Change the hot water temperature at your boiler
Many boilers these days can be set at a temperature of your choice. This not only makes sure that the hot water that runs from your taps is the perfect temperature but it should also help your energy bills come down too.
It’s a good idea to turn down the boiler temperature anyway to protect your inquisitive toddlers who will inevitably figure out how to turn on taps!
Turn on the cold water first
Whether you have separate taps or a mixer one, turning on the cold tap first is a good idea if you have an older boiler and the temperature can’t be changed. It’s a lot easier to warm up a bath than cool it down but remember to thoroughly mix the water together otherwise there could be hot or cold spots.
Another good tip is to turn off the hot water first and allow the cold water to cool down the faucet but this only works on a mixer tap.
Install tap covers
This will reduce the risk of your child being scalded by hot water still dripping from the faucet and they’ll also protect your toddlers if they decide to turn on the tap mid bath. Bath spout covers will also protect against head bumps if you have a clumsy child!

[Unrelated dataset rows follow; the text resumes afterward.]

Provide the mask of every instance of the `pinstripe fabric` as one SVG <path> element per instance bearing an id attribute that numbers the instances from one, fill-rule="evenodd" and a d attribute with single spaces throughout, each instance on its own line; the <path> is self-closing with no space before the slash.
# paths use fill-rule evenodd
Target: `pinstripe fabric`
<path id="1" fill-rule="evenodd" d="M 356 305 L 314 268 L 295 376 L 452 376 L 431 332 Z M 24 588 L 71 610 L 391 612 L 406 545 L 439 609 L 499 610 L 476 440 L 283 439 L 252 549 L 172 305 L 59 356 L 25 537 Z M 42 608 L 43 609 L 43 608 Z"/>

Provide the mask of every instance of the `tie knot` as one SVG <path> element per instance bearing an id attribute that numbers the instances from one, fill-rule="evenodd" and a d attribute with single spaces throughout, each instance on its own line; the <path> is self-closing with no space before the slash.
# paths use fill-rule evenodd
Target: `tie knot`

Make sure the room is warm
It’s not just the water that needs to be warm. The room should be as well, to avoid any shock your child will receive in going from a warm bath to a cold room. Keep a warm and fluffy towel nearby to wrap them in as soon as they’ve left the tub and take them to another warm room to get them dressed.
Frequently Asked Questions
Do I need a baby bath thermometer?
They aren’t an essential baby item but they are useful if you feel you’d prefer to know an exact temperature. As outlined above, there are ways to check the temperature of bath water without a thermometer.
What is the best baby bath thermometer?
This is a question that only you can answer. It all depends on the type of thermometer you want for you and your baby. My advice would be to check baby product guides and read reviews before making up your mind.
How do I know if my baby is too cold in the bath?
There are a few signs to look out for. Blue lips is an easy one as well as mottled skin, these are good indicators that your baby is too cold. Babies can have cold hands for various reasons, so this isn’t always the best thing to go by. They might also become upset and agitated quickly, something that is out of character for them.
The Bottom Line
There are many ways to check baby bath temperature without a thermometer. There’s no shame in admitting that you’d prefer to have an actual reading before you bath your baby but if you follow the tips and tricks outlined above, you’ll have no problems with baby bathtime even if you don’t have a thermometer.